Even thinking such thoughts, I know they are absurd. Yet the demands to be excellent, or at least passingly good, in some many worldly things seems so obvious and overwhelming at times, especially in the modern world. We are supposed to be able to master these tools we have created.
I am way behind the times in tool-making. I am a downright fossil by tech standards. That I still make a living using standard and cutting-edge tools, and therefore need to keep up with their usage, is an outlier for a man of my age. I was supposed to go on to other things, a long time, according to some calendar that someone keeps about such things.
That calendar I always chose to ignore, in part because following this path gave me so much freedom in other areas that made up for the ongoing struggle of being a tool-user.

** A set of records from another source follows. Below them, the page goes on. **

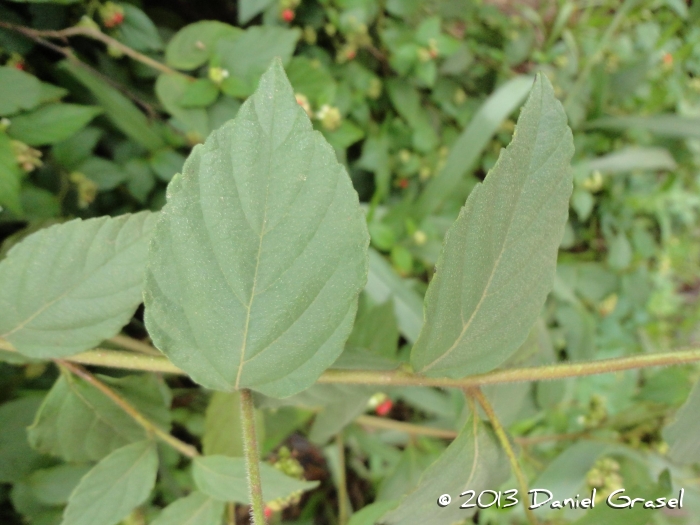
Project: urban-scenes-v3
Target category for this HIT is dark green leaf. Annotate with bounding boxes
[7,104,102,146]
[145,62,369,396]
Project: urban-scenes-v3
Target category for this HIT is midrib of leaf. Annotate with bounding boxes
[0,219,143,339]
[421,92,563,372]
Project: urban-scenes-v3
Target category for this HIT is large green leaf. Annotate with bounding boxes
[380,418,509,525]
[28,374,170,462]
[0,212,155,358]
[663,382,700,464]
[0,66,41,117]
[61,441,158,525]
[415,76,532,217]
[411,75,573,378]
[165,20,243,69]
[192,456,318,505]
[59,60,165,151]
[145,62,369,397]
[0,396,41,483]
[7,103,102,146]
[151,491,226,525]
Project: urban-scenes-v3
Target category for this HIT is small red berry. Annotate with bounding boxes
[282,9,294,23]
[374,399,394,417]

But that's my day job. Also in my weekly streamcasting gig, I am also a tool-user. The platform and website through which one streams felt like the controls of a jumbo jet when I first starting using them. Well, that's exaggerating, but because I am such a perfectionist, my fumbling in using them were humiliating.
The age thing is surely the thing at the heart of this. I feel envy regarding the ability of the younger generation to get streamcasting--to give the audience what it is looking for, which is a legitimate concern of show business. It is not the technical tools which stymy me,
But fooey on that. I reality I do have an audience, a great one. I've discovered that in my last streamcast in which I realized I had greatly underestimated the value of chatting with the live chat in the minutes leading up to the start of the broadcast, which is at the bottom of the hour.
It was greatly relaxing, and put my mind at rest about the start of the broadcast, when we have gone live and sound is going out over the air. I am ever pessimistic that it won't happen, but being the live chat before we went live made that fear go away completely. I'd already connected with the audience. Now it was just time to come out on stage.